Context: Open Science for Synthesis is unique bi-coastal training offered for early career scientists who want to learn new software and technology skills needed for open, collaborative, and reproducible synthesis research. UC Santa Barbara’ National Center for Ecological Analysis and Synthesis (NCEAS) and University of North Carolina’s Renaissance Computing Institute (RENCI) co-lead this three-week intensive training workshop with participants in both Santa Barbara, CA and Chapel Hill, NC from July 21 – August 8, 2014. The training was sponsored by the Institute for Sustainable Earth and Environmental Software (ISEES) and the Water Science Software Institute(WSSI), both of which are conceptualizing an institute for sustainable scientific software.

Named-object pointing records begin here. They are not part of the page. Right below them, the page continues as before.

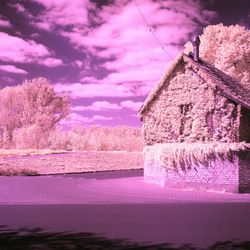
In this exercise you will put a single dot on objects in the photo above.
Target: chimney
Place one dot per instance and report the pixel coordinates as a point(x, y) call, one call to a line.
point(196, 43)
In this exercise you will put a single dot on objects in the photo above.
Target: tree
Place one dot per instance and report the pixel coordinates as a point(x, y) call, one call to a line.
point(228, 48)
point(10, 110)
point(32, 106)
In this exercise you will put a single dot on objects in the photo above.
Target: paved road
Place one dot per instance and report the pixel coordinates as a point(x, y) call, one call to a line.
point(120, 205)
point(119, 187)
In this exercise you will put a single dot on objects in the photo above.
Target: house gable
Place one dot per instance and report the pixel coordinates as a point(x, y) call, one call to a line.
point(186, 106)
point(227, 86)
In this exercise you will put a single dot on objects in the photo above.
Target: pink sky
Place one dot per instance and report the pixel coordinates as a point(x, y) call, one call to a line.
point(103, 55)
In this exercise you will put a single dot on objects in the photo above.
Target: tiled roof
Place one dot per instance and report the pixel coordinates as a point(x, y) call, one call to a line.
point(228, 86)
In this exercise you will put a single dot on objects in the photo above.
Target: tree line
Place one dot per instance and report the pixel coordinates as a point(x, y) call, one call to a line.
point(29, 118)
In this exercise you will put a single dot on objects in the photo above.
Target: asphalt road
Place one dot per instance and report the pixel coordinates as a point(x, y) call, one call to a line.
point(117, 209)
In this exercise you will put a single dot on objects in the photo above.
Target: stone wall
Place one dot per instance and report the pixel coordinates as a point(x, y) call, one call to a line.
point(189, 109)
point(218, 175)
point(245, 125)
point(244, 172)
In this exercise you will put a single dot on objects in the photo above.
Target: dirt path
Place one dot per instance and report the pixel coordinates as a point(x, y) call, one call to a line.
point(87, 161)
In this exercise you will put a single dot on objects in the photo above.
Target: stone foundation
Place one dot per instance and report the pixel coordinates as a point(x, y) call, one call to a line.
point(219, 175)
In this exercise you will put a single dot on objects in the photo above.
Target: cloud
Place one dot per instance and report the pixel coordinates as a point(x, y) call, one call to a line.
point(102, 118)
point(62, 13)
point(78, 63)
point(16, 49)
point(77, 119)
point(135, 106)
point(13, 69)
point(19, 7)
point(5, 23)
point(79, 90)
point(98, 106)
point(138, 55)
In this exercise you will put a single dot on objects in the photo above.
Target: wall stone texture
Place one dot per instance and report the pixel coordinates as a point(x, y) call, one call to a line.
point(189, 108)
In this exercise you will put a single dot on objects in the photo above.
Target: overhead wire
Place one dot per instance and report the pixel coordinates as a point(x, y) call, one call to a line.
point(152, 31)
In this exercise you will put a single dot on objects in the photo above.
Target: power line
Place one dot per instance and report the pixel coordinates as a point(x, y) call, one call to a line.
point(152, 31)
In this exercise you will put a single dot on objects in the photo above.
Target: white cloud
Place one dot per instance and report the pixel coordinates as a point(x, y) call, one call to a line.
point(102, 118)
point(79, 90)
point(135, 106)
point(98, 106)
point(5, 23)
point(13, 69)
point(16, 49)
point(63, 13)
point(130, 49)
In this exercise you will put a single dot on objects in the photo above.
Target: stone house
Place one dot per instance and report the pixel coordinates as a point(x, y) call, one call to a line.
point(196, 128)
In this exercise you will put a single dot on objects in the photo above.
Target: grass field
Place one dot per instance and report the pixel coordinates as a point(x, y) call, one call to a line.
point(32, 162)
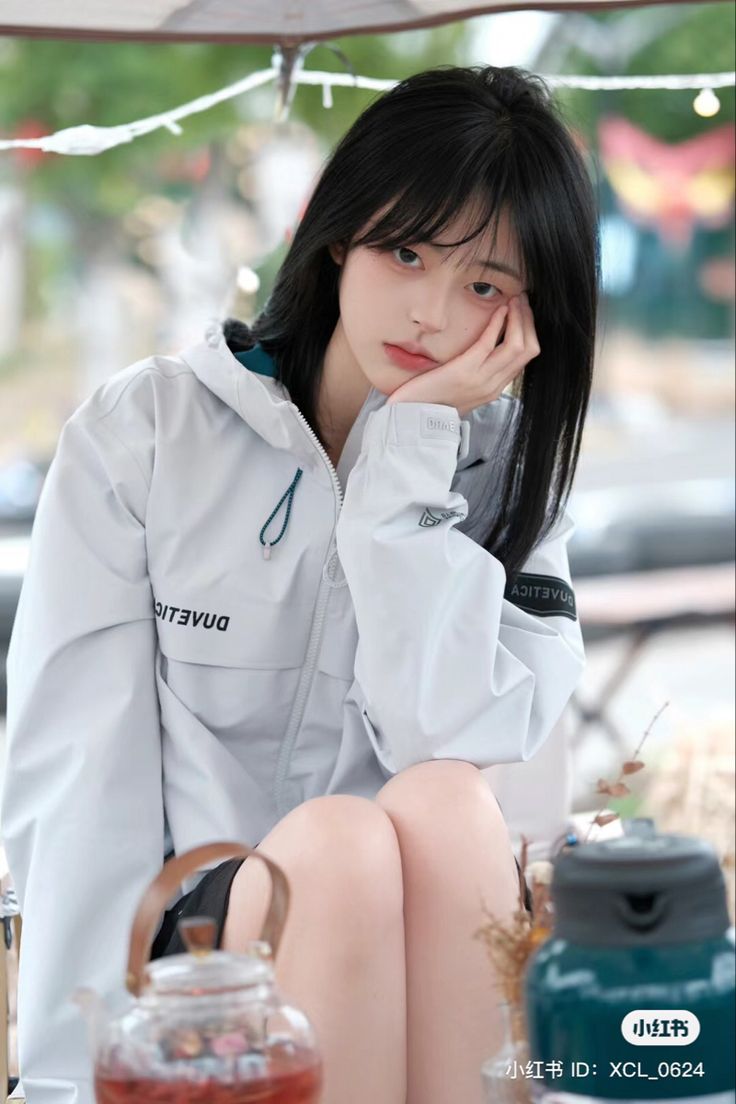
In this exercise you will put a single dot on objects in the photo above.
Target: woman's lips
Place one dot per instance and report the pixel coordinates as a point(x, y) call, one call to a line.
point(411, 361)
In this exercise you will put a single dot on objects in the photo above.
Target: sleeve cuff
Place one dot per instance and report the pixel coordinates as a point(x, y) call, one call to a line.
point(418, 424)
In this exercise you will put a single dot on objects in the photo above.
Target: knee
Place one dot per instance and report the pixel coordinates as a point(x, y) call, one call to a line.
point(439, 791)
point(344, 853)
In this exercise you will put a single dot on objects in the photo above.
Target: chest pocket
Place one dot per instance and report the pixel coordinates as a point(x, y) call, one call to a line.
point(217, 632)
point(235, 670)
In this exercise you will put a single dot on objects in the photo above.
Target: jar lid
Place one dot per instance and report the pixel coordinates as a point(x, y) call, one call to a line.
point(204, 970)
point(639, 890)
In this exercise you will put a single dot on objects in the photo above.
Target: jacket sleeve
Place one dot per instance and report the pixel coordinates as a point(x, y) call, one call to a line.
point(447, 667)
point(82, 815)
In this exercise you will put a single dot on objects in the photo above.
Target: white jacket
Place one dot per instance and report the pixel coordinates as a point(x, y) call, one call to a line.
point(160, 660)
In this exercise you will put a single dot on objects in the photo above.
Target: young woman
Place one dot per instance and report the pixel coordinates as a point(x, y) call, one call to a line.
point(298, 584)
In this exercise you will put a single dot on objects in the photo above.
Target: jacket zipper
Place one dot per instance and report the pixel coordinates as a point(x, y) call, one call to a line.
point(312, 647)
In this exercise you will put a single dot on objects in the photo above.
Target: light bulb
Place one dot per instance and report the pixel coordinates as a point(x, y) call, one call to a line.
point(706, 103)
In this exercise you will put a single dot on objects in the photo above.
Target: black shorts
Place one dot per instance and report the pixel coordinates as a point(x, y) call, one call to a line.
point(208, 899)
point(211, 899)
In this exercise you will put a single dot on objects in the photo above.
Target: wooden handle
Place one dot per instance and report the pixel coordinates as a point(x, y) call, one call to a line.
point(168, 881)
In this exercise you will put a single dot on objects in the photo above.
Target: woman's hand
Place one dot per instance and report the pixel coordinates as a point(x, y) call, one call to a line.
point(479, 374)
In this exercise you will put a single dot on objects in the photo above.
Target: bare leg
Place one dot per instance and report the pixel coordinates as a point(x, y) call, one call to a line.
point(341, 958)
point(456, 856)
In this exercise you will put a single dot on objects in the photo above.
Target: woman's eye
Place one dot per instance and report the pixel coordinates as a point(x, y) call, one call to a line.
point(405, 256)
point(486, 290)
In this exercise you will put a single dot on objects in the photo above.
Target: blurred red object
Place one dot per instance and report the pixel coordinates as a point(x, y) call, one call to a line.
point(671, 188)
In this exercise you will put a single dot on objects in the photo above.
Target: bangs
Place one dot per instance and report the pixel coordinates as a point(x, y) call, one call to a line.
point(425, 203)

The participants were initially clustered into research groups based, in part, upon mutual interests. Then in conjunction with their research activities, daily bi-coastal sessions were started to develop expertise in sustainable software practices in the technical aspects that underlie successful open science and synthesis – from data discovery and integration to analysis and visualization, and special techniques for collaborative scientific research as applied to the team-projects. The specific projects are described at https://github.com/NCEAS/training/wiki/OSS-2014-Synthesis-Projects.

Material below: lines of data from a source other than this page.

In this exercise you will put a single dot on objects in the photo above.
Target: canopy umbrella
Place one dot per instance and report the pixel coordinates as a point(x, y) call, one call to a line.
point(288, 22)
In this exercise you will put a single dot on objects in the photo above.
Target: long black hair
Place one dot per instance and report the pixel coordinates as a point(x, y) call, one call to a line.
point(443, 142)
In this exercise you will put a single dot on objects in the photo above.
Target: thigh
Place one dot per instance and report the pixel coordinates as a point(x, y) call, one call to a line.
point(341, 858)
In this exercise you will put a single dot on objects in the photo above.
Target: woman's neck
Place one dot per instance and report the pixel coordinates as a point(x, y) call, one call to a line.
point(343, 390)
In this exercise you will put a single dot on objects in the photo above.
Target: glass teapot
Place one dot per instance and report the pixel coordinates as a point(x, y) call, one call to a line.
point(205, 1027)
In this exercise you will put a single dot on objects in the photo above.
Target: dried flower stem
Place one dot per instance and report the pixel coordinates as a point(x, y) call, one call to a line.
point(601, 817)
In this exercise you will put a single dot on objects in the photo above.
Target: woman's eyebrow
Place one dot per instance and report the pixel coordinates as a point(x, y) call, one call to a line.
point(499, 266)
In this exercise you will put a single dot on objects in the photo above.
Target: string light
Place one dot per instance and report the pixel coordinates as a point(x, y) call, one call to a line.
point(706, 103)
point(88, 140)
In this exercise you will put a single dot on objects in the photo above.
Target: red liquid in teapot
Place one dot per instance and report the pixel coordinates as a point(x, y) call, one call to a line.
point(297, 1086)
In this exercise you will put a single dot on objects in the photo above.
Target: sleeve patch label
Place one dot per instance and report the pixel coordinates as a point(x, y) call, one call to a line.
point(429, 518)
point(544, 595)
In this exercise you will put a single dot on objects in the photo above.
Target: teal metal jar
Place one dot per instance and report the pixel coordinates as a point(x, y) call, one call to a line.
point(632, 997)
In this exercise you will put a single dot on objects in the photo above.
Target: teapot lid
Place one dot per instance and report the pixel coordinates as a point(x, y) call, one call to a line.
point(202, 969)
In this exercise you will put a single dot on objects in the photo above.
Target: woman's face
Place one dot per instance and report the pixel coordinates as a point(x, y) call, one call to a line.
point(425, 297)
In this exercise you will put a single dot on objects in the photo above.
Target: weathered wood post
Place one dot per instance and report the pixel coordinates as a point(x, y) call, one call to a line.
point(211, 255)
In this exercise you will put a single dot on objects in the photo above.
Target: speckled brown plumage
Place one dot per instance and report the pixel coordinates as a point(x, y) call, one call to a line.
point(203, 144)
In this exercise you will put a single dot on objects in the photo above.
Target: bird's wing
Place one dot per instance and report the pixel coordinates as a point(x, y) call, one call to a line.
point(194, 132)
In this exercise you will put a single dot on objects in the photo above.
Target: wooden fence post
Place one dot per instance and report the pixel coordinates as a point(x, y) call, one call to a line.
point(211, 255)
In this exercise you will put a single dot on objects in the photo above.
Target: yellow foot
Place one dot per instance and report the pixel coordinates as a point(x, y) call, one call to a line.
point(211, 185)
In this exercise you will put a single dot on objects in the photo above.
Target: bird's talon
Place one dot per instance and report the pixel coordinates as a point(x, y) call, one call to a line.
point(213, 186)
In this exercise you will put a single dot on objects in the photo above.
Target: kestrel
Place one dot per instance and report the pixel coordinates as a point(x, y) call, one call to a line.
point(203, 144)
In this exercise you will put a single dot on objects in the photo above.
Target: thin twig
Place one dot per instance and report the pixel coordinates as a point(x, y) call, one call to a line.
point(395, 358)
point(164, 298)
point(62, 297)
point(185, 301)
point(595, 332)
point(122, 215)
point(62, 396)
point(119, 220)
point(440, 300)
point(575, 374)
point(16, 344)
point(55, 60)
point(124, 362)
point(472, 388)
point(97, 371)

Specifics of ExoGENI: In support of the research teams, ExoGENI provisioned a total of three slices, where a slice is defined as one or more compute resources (virtual machines or bare metal nodes) that are interconnected via a dedicated private network. The largest slice contained four virtual machines (VM), with each VM having 75 GB of disk space, 4 cpus, and 12GB of RAM. A second slice, using two of the same sized VMs as the first, additionally had a 1 TB storage volume mounted via iSCSI onto each host. The last slice utilized two bare metal nodes, each with 20 CPU cores and 96GB of RAM, and had R installed for statistical programming. These slices were allocated throughout the duration of the conference. Access by workshop participants was provided via ssh keys. Workshop staff were provided additional keys for root access.
Lessons learned: The ExoGENI provided resources were easy to assemble and make available to the research teams. Each team provided their best guess regarding memory, disk, and computation needs which resulted in three different classes of ExoGENI resources.
The ExoGENI resources that were initiated for participants were all Linux oriented. Moving forward, alternative operating systems should be considered perhaps by getting research group feedback at the start of the workshop.